[フランクフルト 4日 ロイター] – 欧州中央銀行(ECB)は4日、政策金利を予想通り0.25%ポイント引き上げた。また3兆2000億ユーロ規模の資産購入プログラムについて満期償還金の再投資を7月から停止すると発表した。

理事会後のラガルド総裁の記者会見での発言は以下の通り。

<利下げのコミットメントなし>

将来的にさほど高くない金利への回帰を促進するため、適時に、つまりはできる限り早期にインフレを抑制することがわれわれにできる最善の措置だ。現時点で今後のどの時点における利下げにもコミットしない。

<食品価格>

食品価格はとりわけ脆弱な層に最も打撃を与えている。下落を確認しているものの、注意深くなる必要がある。

<賃金、利益、インフレ>

昨年は利益がインフレ押し上げに寄与していることを指摘した。2023年は賃金がよりインフレに寄与している状況を確認している。これらインフレの原動力が相互に誘発し合わないことを望む。

<波及効果>

特に銀行融資に関する調査、もしくは金利、ここ数カ月の金利上昇ペースに目を向けると、われわれの金利決定や現在の金利水準が影響を及ぼしていることは明白だ。しかし現時点で物価に影響を及ぼしインフレ低下につながる実態経済への波及は見られず、十分な効果が波及しているかどうかは分からない。そのため、完全な(効果波及の)サイクルはまだ確認していない。

<政策は一段と引き締まる必要>

(金融政策は)間違いなく制約的だ。十分に制限的かと言えば、まだだ。

<ECBの道程>

われわれはこの9カ月で多くの範囲をカバーした。まだ利上げのプロセスを続けている。(目的地には)まだ到着していない。

<インフレ期待を注視>

長期的なインフレ期待を示すほとんどの指標は現在2%台で推移しているが、いくつかは上昇傾向にあり、引き続き監視する必要がある。

<集中した雰囲気>

政策決定担当者全員が、インフレと戦い、インフレを抑制し、中期的にインフレ率を2%に戻すことを決意している。あまりにも長い間、インフレ期待が高すぎたというのが全員の結論だ。われわれは入手可能な全てのデータに細心の注意を払う。その一例として、2日に公表した銀行貸出調査がある。

<一時停止せず>

今後の決定は、インフレ率2%という中期目標回帰を適時に達成するために政策金利を十分に制約的な水準まで引き上げ、必要な限りその水準を維持することを確実にするものになるだろう。

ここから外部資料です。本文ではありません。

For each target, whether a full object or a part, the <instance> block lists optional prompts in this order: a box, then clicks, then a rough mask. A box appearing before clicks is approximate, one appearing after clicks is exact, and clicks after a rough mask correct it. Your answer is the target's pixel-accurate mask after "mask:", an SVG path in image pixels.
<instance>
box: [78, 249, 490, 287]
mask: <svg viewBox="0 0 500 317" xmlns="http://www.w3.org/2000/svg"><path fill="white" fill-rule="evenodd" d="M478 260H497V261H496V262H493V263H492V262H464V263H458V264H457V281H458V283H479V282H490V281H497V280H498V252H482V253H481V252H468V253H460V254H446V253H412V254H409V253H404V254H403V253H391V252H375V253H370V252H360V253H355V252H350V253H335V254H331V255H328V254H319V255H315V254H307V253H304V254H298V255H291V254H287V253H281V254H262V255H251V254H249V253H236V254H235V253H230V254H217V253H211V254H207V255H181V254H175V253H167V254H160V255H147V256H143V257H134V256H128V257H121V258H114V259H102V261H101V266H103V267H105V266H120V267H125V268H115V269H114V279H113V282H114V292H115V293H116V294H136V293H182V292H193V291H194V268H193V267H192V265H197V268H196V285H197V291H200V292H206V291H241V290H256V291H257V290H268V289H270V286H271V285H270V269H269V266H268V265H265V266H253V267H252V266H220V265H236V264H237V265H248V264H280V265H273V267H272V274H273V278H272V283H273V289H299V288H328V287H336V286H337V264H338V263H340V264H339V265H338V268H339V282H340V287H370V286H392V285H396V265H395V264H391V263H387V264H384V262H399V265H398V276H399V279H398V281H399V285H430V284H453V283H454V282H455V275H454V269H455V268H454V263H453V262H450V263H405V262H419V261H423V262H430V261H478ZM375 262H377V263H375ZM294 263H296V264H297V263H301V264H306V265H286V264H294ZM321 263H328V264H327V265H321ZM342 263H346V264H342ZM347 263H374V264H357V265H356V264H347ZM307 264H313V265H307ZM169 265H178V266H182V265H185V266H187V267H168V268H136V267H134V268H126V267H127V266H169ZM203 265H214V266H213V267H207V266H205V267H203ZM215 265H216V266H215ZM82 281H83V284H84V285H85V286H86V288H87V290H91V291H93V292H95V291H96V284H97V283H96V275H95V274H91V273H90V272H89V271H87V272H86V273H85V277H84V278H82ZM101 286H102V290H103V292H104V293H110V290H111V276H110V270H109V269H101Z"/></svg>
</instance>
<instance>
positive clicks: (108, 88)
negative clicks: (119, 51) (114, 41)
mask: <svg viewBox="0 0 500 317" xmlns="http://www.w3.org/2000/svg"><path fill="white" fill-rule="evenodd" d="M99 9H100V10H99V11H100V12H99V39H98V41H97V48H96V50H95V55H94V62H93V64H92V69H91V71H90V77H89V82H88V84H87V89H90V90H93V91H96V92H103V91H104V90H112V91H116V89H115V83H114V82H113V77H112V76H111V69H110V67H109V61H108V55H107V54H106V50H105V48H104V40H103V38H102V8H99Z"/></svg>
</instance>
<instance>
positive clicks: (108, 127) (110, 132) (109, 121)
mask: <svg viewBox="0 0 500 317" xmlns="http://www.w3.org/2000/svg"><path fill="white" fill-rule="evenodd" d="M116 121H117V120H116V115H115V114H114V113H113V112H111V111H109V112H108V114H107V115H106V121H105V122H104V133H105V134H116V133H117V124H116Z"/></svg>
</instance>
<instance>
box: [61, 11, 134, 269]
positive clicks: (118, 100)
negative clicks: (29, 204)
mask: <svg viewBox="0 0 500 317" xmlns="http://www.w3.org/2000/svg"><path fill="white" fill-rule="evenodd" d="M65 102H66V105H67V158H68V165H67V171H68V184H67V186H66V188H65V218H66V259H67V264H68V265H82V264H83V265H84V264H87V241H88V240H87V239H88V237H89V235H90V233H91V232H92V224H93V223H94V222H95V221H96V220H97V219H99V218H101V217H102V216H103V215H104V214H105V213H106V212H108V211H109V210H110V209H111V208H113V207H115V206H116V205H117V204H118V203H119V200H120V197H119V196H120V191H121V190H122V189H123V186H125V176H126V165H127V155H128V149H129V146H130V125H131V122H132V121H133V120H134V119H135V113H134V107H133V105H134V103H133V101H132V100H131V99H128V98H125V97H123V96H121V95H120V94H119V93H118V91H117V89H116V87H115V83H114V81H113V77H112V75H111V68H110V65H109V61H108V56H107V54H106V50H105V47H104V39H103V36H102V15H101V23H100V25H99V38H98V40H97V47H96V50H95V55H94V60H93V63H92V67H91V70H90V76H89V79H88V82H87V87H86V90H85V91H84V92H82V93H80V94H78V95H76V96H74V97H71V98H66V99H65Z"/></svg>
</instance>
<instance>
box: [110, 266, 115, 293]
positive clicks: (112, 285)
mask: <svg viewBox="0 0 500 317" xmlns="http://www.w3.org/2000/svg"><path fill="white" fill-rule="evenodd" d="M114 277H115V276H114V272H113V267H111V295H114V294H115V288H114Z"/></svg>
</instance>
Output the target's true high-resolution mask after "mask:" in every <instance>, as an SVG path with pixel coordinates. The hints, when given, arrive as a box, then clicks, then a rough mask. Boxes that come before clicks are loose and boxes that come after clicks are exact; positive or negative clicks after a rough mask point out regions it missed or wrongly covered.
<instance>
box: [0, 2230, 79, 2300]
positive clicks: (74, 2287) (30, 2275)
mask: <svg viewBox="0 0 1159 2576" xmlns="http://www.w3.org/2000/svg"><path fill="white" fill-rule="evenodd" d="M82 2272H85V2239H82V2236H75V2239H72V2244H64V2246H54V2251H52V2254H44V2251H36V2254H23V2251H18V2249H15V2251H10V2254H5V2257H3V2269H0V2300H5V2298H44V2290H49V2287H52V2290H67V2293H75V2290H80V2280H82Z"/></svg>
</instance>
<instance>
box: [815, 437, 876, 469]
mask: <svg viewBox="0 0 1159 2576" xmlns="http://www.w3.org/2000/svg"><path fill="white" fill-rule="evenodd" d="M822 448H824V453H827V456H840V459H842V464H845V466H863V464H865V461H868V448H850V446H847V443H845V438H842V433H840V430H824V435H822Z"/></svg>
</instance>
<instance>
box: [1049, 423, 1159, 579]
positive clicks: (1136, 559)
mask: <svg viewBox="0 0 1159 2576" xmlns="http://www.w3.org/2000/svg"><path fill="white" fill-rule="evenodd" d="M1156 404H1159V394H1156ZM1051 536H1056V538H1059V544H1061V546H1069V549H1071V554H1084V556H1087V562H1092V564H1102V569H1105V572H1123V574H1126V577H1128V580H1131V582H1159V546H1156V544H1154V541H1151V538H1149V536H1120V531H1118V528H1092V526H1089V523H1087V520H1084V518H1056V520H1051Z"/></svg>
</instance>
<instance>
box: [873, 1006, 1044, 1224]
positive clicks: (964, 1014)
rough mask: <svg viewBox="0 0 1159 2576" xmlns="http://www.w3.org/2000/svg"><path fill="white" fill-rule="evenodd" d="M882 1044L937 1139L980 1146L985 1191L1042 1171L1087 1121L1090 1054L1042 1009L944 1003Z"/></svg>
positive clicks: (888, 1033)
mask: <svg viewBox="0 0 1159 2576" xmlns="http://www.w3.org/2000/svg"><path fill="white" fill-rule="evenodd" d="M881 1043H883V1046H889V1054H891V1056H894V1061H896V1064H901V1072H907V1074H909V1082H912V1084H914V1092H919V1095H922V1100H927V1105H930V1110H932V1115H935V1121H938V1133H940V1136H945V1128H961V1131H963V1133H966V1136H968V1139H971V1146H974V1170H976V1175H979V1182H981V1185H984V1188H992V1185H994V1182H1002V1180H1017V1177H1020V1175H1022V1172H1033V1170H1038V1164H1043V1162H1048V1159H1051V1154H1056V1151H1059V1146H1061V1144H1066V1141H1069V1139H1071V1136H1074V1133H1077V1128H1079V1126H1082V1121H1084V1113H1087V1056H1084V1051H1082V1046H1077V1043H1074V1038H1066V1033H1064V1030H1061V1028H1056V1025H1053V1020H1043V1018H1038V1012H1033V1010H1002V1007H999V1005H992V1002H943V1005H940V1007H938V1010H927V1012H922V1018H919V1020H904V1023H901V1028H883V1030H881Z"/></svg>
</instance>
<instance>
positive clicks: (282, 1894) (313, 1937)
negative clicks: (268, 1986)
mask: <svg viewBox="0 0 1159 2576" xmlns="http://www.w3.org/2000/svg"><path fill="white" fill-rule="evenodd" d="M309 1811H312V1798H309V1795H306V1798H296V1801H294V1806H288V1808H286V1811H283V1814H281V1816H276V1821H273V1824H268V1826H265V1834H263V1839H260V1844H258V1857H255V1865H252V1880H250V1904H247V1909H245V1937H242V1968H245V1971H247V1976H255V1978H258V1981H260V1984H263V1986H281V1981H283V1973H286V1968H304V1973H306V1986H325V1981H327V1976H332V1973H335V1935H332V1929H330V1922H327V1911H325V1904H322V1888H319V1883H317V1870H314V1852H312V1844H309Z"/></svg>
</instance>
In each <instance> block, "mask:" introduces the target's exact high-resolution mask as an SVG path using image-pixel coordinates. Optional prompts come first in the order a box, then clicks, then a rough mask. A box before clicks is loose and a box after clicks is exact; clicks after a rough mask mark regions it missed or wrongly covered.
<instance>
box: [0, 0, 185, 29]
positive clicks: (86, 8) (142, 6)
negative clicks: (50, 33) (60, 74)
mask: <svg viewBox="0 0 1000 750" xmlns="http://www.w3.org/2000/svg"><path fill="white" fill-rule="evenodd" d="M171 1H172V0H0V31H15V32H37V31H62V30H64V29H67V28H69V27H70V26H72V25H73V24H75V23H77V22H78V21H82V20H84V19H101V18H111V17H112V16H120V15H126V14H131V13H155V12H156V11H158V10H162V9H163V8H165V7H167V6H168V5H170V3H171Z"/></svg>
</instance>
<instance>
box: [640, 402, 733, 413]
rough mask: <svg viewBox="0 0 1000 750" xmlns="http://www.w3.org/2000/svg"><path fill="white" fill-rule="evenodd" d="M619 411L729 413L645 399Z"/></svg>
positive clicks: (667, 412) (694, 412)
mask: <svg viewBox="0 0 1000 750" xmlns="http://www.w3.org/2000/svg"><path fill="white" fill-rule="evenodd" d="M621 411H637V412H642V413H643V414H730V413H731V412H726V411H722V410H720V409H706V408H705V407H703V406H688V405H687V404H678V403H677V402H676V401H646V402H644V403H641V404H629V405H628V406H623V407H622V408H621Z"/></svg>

利上げが必要であること、一時停止しないこと、この2点は非常に明確だと全員が合意したと言って差し支えない。われわれは、さらになすべきことがあると認識している。

<インフレに対する上方リスク>

インフレ見通しには依然として大きな上方リスクがある。これらには短期的に消費者物価を予想以上に上昇させる要因もある。さらにウクライナ戦争がエネルギーや食料の価格を再び押し上げるとみられる。

目標を上回るインフレ期待の持続的な上昇や、賃金および企業の利益率の予想以上の上昇が、中期的にもインフレ率を上昇させる可能性がある。

<銀行セクターは堅固>

ユーロ圏の銀行セクターは、理事会前に金融市場で生じた緊張に対する耐性を証明した。われわれの政策金利引き上げは、リスクフリー金利や企業、家計、銀行の資金調達条件に力強く伝わっている。

<賃金・利益>

最近妥結した賃金協定は、特に利益率が高水準にとどまればインフレ上振れリスクに加わっている。

<エネルギー支援策>

エネルギー危機が後退するに伴い、各国政府は関連支援策を迅速かつ協調的に縮小し、中期的な金融政策圧力を押し上げないようにすべきだ。圧力が高まればより強い政策対応が必要になる。

<雇用と所得>

3月に失業率が6.5%と歴史的な低水準に低下し、家計所得は労働市場の強さの恩恵を享受している。

<経済の分野間に相違>

経済の分野の間で状況に差が見られる。製造業は受注残をこなしているが見通しは悪化している。一方、サービス業は経済再開もあって成長が強さを増している。